The dataset I have selected is a collection of roughly 3,900 anonymous football players with their own football and personal statistics from the year 2022. I chose this topic because I am a big football/soccer fan and have been watching and playing the sport since I was 5 years old. Football and sports in general have had a major impact on my life and when I found a dataset that dealt with football, it not only motivated me to choose the dataset, but create data visualizations to the best of my ability. This dataset contains 3,907 observations and 8 variables. Among those variables, there are 5 categorical variables and 3 quantitative variables. The variables provide information about the player’s nationality, age, their position, the team they play for, and their annual salary. The author of this dataset is Yash. He gathered the data from a video game called Football Manager 2022 (FM22). To explore any information about the game itself, the community, or additional features, feel free to explore this website: https://www.footballmanager.com/
The variables I plan on implementing in my data visualizations include age, appearances (the amount of games they played), and position. First, I will filter the dataset for the top 3 football (soccer) leagues in the world. Then, I will look for a correlation between age and appearances using a random sample of 500. Once I find those results, I will analyze the data to determine which player position has the most appearances. In other words, out of the all the players in the top 3 leagues, which position occupies the highest percentage of appearances.
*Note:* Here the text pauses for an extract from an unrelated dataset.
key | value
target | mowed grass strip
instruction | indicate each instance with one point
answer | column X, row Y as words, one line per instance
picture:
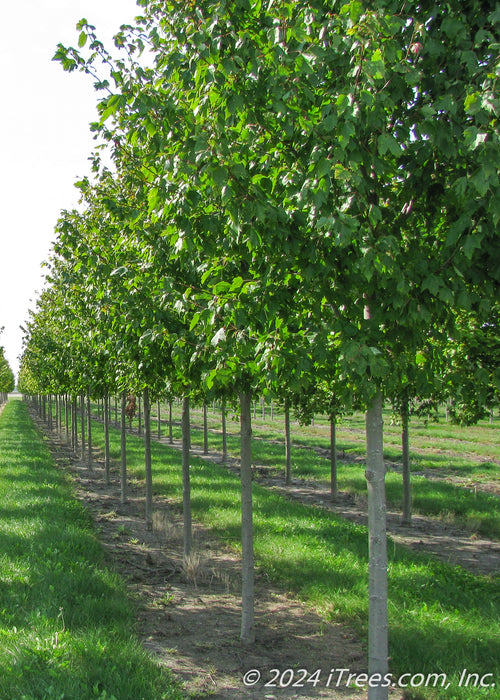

Finally, I will create a data visualization showing the locations of football clubs in that European region.
library(tidyverse)
## ── Attaching core tidyverse packages ──────────────────────── tidyverse 2.0.0 ──
## ✔ dplyr 1.1.2 ✔ readr 2.1.4
## ✔ forcats 1.0.0 ✔ stringr 1.5.0
## ✔ ggplot2 3.4.2 ✔ tibble 3.2.1
## ✔ lubridate 1.9.2 ✔ tidyr 1.3.0
## ✔ purrr 1.0.1
## ── Conflicts ────────────────────────────────────────── tidyverse_conflicts() ──
## ✖ dplyr::filter() masks stats::filter()
## ✖ dplyr::lag() masks stats::lag()
## ℹ Use the conflicted package (<http://conflicted.r-lib.org/>) to force all conflicts to become errors
library(leaflet)
## Warning: package 'leaflet' was built under R version 4.3.2
library(ggplot2)
library(highcharter)
## Registered S3 method overwritten by 'quantmod':
## method from
## as.zoo.data.frame zoo
## Highcharts (www.highcharts.com) is a Highsoft software product which is
## not free for commercial and Governmental use
setwd("C:/Users/danyd/OneDrive/Desktop/data 110/week11hw")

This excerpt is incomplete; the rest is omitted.